Se hace todo lo posible por volatilizar la institución familiar —ya de por sí bastante maltratada—, tal como la conocemos. Se abordan con total frivolidad y prisa la solución de graves problemas morales que requerirían un debate más sosegado: eutanasia, aborto, divorcio. Se saca del baúl de los recuerdos un laicismo agresivo, propio de la revolución francesa.
Hay además una insistencia que no comprendo en azuzar la discordia, en ahondar en viejas rencillas, en abrir viejas heridas que no están del todo cicatrizadas; en sacar a la palestra añejos debates que tenían que estar en los libros de historia. Estamos otra vez hablando demasiado de la guerra civil, de muertos, de rehabilitación de fusilados, de eso tan parcial que se llama «memoria histórica». Estamos viendo esa actitud no sólo de diferencia del adversario (o del que es distinto), sino la voluntad de arrinconarlo, anularlo; en muchos casos de ridiculizarlo con continuas campañas perfectamente orquestadas. Se evapora ese espíritu de concordia, de aceptación del otro, de entendimiento dentro de las diferencias que se desarrolló en la transición y que hizo posible la democracia.

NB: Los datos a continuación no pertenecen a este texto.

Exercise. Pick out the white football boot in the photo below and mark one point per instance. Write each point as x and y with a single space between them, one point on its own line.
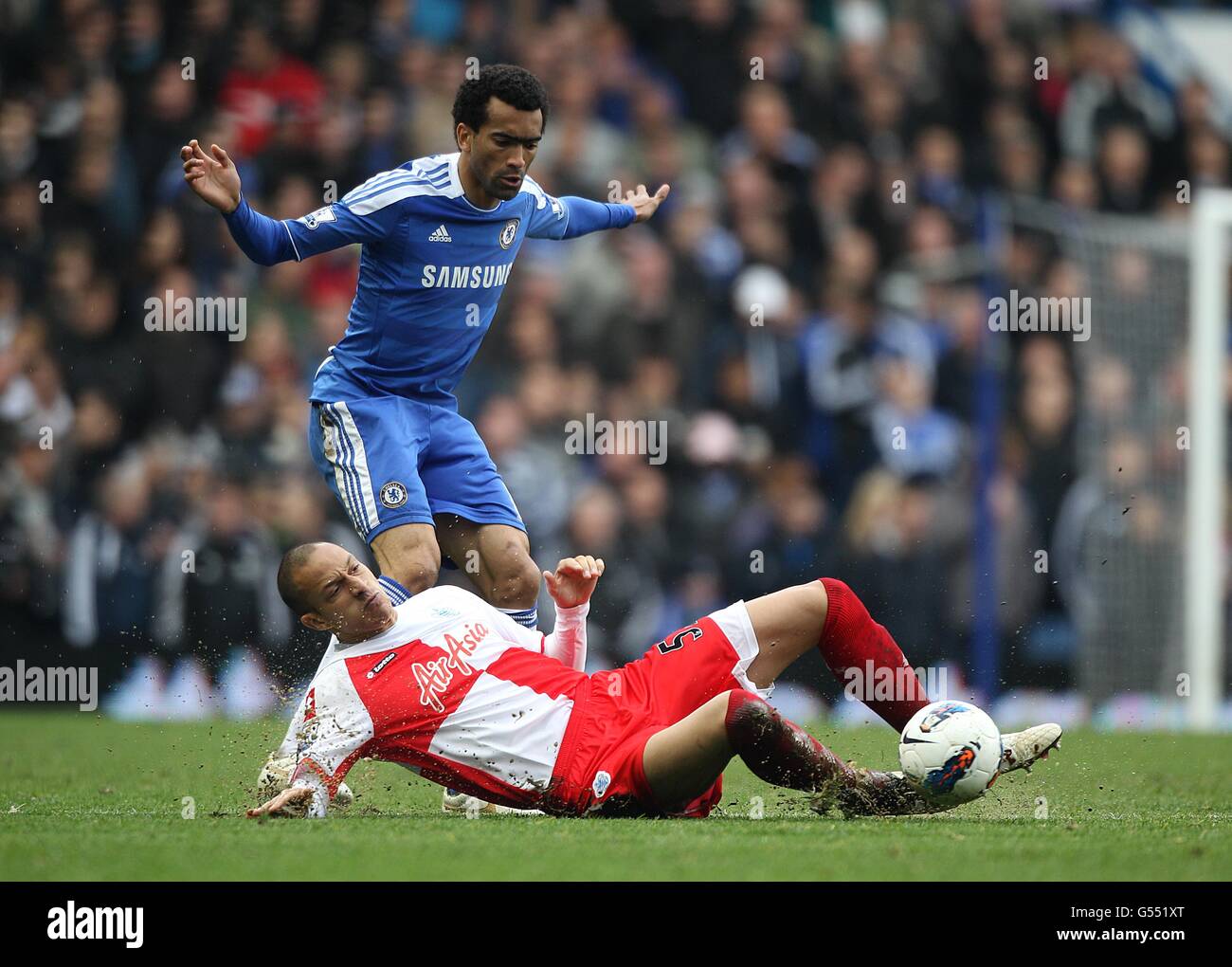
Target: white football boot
1024 749
276 776
472 806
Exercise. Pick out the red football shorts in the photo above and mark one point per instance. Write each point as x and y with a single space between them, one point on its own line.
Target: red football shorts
599 769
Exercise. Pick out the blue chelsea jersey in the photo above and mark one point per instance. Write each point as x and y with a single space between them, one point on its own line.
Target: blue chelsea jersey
431 272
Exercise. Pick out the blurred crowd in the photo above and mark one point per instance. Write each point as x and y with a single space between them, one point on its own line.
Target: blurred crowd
807 314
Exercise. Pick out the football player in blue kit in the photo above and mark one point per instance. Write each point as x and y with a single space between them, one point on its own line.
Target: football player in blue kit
439 238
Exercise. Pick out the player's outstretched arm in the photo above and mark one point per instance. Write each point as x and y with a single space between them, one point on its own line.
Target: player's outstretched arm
571 587
214 179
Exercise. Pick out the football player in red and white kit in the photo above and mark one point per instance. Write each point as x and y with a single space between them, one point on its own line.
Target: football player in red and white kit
455 690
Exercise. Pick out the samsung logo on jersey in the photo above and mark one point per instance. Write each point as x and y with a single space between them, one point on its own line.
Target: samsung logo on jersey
464 276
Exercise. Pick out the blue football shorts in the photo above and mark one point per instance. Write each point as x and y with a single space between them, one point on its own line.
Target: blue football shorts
394 461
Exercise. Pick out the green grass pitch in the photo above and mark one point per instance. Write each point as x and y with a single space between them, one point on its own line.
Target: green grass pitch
82 797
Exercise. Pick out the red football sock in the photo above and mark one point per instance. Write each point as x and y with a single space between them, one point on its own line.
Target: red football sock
851 640
776 749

Hay, además, una insistencia tenaz en fomentar, sobre todo desde los medios de comunicación, todo lo que sea chabacano y grosero, todo lo que suponga mal gusto y primitivismo, aquellos rasgos que nos acercan a nuestra atávica tendencia al animal y nos alejan de lo específicamente humano.
Vamos a legar al nuestros hijos un mundo donde los problemas no serán sólo económicos —trabajo, vivienda— o prácticos, sino donde van a encontrar dudas y carencias en los fundamentos mismos de nuestra civilización: sus modos de conducta, el modelo de familia, los valores que les van a guiar, el concepto de la vida humana. Les será difícil orientarse en esta confusión, en estas densas cortinas de humo que nos ocultan la verdad. Serán tiempos difíciles. Lo son ya.